Infolge des Münchner Abkommens wurde Gießhübel 1938 dem Deutschen Reich angeschlossen und gehörte bis 1945 zum Landkreis Grulich. Nach dem Anschluss wurde eine Zollstelle an der nunmehrigen Grenze zur Tschechoslowakei in Untergießhübel errichtet. 1939 lebten in dem Dorf 1.285 Menschen in 338 Häusern. Nach dem Zweiten Weltkrieg wurde Gießhübel vom tschechoslowakischen Militär besetzt; die deutschen Bewohner wurden vertrieben. Nachfolgend ging die Einwohnerzahl deutlich zurück, wodurch zahlreiche Häuser und Gehöfte dem Verfall preisgegeben wurden. Das Kriegerdenkmal für die Gefallenen des Ersten Weltkriegs wurde zertrümmert. Die amtliche Ortsbezeichnung wurde in Olešnice v Orlických horách geändert.

In jüngerer Zeit entwickelte sich Olešnice zu einem Wintersportort. Im Ort befinden sich eine Textilfirma und eine Sägemühle.

Gemeindegliederung[Bearbeiten | Quelltext bearbeiten]

Für die Gemeinde Olešnice v Orlických horách sind keine Ortsteile ausgewiesen. Grundsiedlungseinheiten sind Lužany (Lusche) und Olešnice v Orlických horách (Gießhübel). Der Kernort gliedert sich in die Ortslagen Olešnice (Städtchen Gießhübel), Čihalka (Schnappe), Dolní Olešnice (Unter Gießhübel), Hamry (Hammerhof), Horní Olešnice (Ober Gießhübel) und Kotel (Kuttel).

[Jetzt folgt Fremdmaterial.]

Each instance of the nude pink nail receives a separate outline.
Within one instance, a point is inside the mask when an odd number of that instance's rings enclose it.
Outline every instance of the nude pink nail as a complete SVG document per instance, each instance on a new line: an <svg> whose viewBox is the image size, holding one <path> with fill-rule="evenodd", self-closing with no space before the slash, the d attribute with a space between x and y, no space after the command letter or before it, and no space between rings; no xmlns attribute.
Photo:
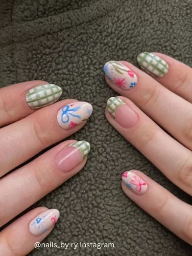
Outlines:
<svg viewBox="0 0 192 256"><path fill-rule="evenodd" d="M125 172L122 178L127 187L136 193L144 194L148 188L147 183L133 172Z"/></svg>
<svg viewBox="0 0 192 256"><path fill-rule="evenodd" d="M138 122L138 117L136 112L118 97L109 99L107 108L116 122L124 128L132 128Z"/></svg>
<svg viewBox="0 0 192 256"><path fill-rule="evenodd" d="M77 141L59 152L55 157L55 163L62 172L68 173L83 161L90 150L87 141Z"/></svg>

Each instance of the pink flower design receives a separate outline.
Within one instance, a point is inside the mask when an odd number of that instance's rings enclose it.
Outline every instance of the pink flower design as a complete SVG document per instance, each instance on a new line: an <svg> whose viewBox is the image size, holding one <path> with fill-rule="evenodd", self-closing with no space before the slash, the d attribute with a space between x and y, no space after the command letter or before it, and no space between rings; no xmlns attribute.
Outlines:
<svg viewBox="0 0 192 256"><path fill-rule="evenodd" d="M122 174L122 177L125 177L125 178L127 178L128 176L128 173L127 172L125 172L125 173Z"/></svg>
<svg viewBox="0 0 192 256"><path fill-rule="evenodd" d="M72 127L75 127L78 125L78 123L74 123L74 122L71 121L70 124L68 126L69 128L71 128Z"/></svg>
<svg viewBox="0 0 192 256"><path fill-rule="evenodd" d="M57 222L57 217L56 216L55 216L55 217L52 217L51 219L51 221L53 222L53 225L55 224L55 223Z"/></svg>
<svg viewBox="0 0 192 256"><path fill-rule="evenodd" d="M122 79L120 78L115 78L115 77L113 77L113 79L114 80L115 82L115 84L116 86L118 86L118 87L120 87L120 88L122 87L125 87L125 78L123 78Z"/></svg>
<svg viewBox="0 0 192 256"><path fill-rule="evenodd" d="M128 73L129 76L130 76L131 77L133 77L133 78L135 76L135 73L133 72L133 71L132 71L131 70L128 70Z"/></svg>
<svg viewBox="0 0 192 256"><path fill-rule="evenodd" d="M133 175L133 178L134 180L131 180L130 183L136 186L136 190L138 192L140 192L141 190L142 186L145 186L146 185L146 182L144 182L140 178L138 177L136 175Z"/></svg>

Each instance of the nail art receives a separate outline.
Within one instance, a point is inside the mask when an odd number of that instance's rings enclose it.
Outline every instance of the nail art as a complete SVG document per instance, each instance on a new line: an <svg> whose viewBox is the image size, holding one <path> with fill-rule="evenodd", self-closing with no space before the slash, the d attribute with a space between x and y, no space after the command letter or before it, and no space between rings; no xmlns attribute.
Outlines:
<svg viewBox="0 0 192 256"><path fill-rule="evenodd" d="M62 89L59 86L49 83L40 84L28 91L26 101L31 109L40 109L55 102L61 94Z"/></svg>
<svg viewBox="0 0 192 256"><path fill-rule="evenodd" d="M46 210L37 216L29 224L29 230L34 236L40 236L54 225L59 217L57 209Z"/></svg>
<svg viewBox="0 0 192 256"><path fill-rule="evenodd" d="M137 84L137 77L136 74L118 61L111 61L106 63L104 72L111 81L123 90L130 90Z"/></svg>
<svg viewBox="0 0 192 256"><path fill-rule="evenodd" d="M162 77L168 72L168 64L153 53L140 53L137 56L137 61L141 69L152 76Z"/></svg>
<svg viewBox="0 0 192 256"><path fill-rule="evenodd" d="M122 180L130 189L138 194L144 194L148 188L147 184L138 175L132 172L125 172Z"/></svg>
<svg viewBox="0 0 192 256"><path fill-rule="evenodd" d="M119 98L112 97L107 101L107 108L109 112L114 117L116 109L123 104L125 103Z"/></svg>
<svg viewBox="0 0 192 256"><path fill-rule="evenodd" d="M75 142L74 143L69 145L68 146L77 147L78 148L78 150L79 150L81 152L83 159L84 159L86 156L88 155L91 149L90 144L85 140L81 140L78 141L77 142Z"/></svg>
<svg viewBox="0 0 192 256"><path fill-rule="evenodd" d="M77 102L64 106L58 112L57 121L64 130L69 129L86 121L91 115L92 106L89 103Z"/></svg>

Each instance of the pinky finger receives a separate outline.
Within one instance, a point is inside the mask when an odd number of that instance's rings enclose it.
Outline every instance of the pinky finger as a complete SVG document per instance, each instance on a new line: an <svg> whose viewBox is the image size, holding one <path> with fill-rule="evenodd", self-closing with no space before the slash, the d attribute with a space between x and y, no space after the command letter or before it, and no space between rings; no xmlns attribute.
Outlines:
<svg viewBox="0 0 192 256"><path fill-rule="evenodd" d="M122 175L122 188L136 204L189 244L192 244L192 207L144 174Z"/></svg>
<svg viewBox="0 0 192 256"><path fill-rule="evenodd" d="M0 234L1 255L27 255L52 231L59 217L56 209L38 207L19 218Z"/></svg>

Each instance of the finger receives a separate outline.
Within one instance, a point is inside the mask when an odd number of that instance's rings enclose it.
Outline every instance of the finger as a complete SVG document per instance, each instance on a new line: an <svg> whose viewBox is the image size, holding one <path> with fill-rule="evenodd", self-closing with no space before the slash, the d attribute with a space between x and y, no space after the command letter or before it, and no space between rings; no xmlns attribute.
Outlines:
<svg viewBox="0 0 192 256"><path fill-rule="evenodd" d="M86 141L66 141L2 178L0 226L78 173L89 151Z"/></svg>
<svg viewBox="0 0 192 256"><path fill-rule="evenodd" d="M141 68L148 73L150 70L155 71L161 62L166 62L167 66L164 74L166 75L161 77L157 73L157 76L153 76L154 78L170 91L192 102L192 69L189 67L158 53L140 53L137 61Z"/></svg>
<svg viewBox="0 0 192 256"><path fill-rule="evenodd" d="M133 65L126 61L122 62L121 65L123 63L124 71L120 69L119 64L116 63L118 62L110 61L105 65L105 72L107 70L107 75L111 76L111 80L106 77L108 84L119 94L131 99L182 144L192 150L192 105ZM114 71L115 68L117 69L117 66L122 74ZM132 73L128 74L130 70L128 67L133 71ZM124 89L126 90L116 86L114 83L115 79L123 81L126 87ZM133 82L133 79L136 83L137 79L138 81L135 87L132 90L127 90L130 83Z"/></svg>
<svg viewBox="0 0 192 256"><path fill-rule="evenodd" d="M30 81L0 89L0 127L21 119L56 101L62 89L44 81Z"/></svg>
<svg viewBox="0 0 192 256"><path fill-rule="evenodd" d="M63 100L1 129L0 176L77 132L92 111L89 103Z"/></svg>
<svg viewBox="0 0 192 256"><path fill-rule="evenodd" d="M122 175L122 188L132 200L178 237L192 244L192 207L138 170Z"/></svg>
<svg viewBox="0 0 192 256"><path fill-rule="evenodd" d="M191 152L126 98L111 98L109 122L170 180L192 195Z"/></svg>
<svg viewBox="0 0 192 256"><path fill-rule="evenodd" d="M56 209L36 208L5 228L0 234L1 255L27 255L52 231L59 217Z"/></svg>

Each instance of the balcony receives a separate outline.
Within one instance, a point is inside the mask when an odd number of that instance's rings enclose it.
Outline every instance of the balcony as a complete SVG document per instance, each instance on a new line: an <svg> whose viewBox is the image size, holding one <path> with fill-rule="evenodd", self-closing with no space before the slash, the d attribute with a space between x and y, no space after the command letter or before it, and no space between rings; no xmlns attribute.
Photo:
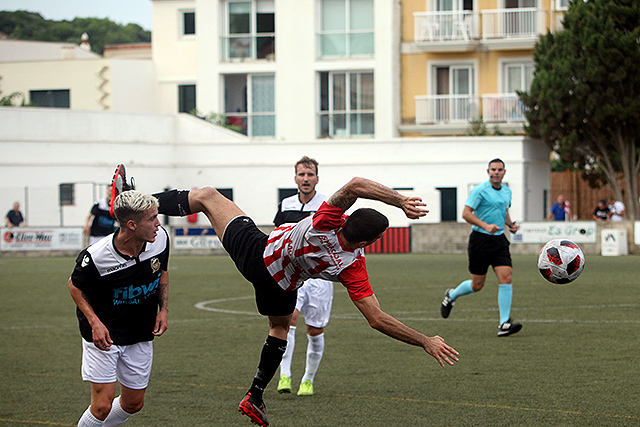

Sehenswürdigkeiten[Bearbeiten | Quelltext bearbeiten]

  • Mechanische Krippe von Josef Utz
  • Rathaus im Barockstil aus dem Jahr 1707, nach einem Brand 1862 neu errichtet
  • Barockkirche der hl. Maria Magdalena aus dem Jahr 1705
  • Schwedenkreuz aus dem Jahr 1639

Demographische Daten[Bearbeiten | Quelltext bearbeiten]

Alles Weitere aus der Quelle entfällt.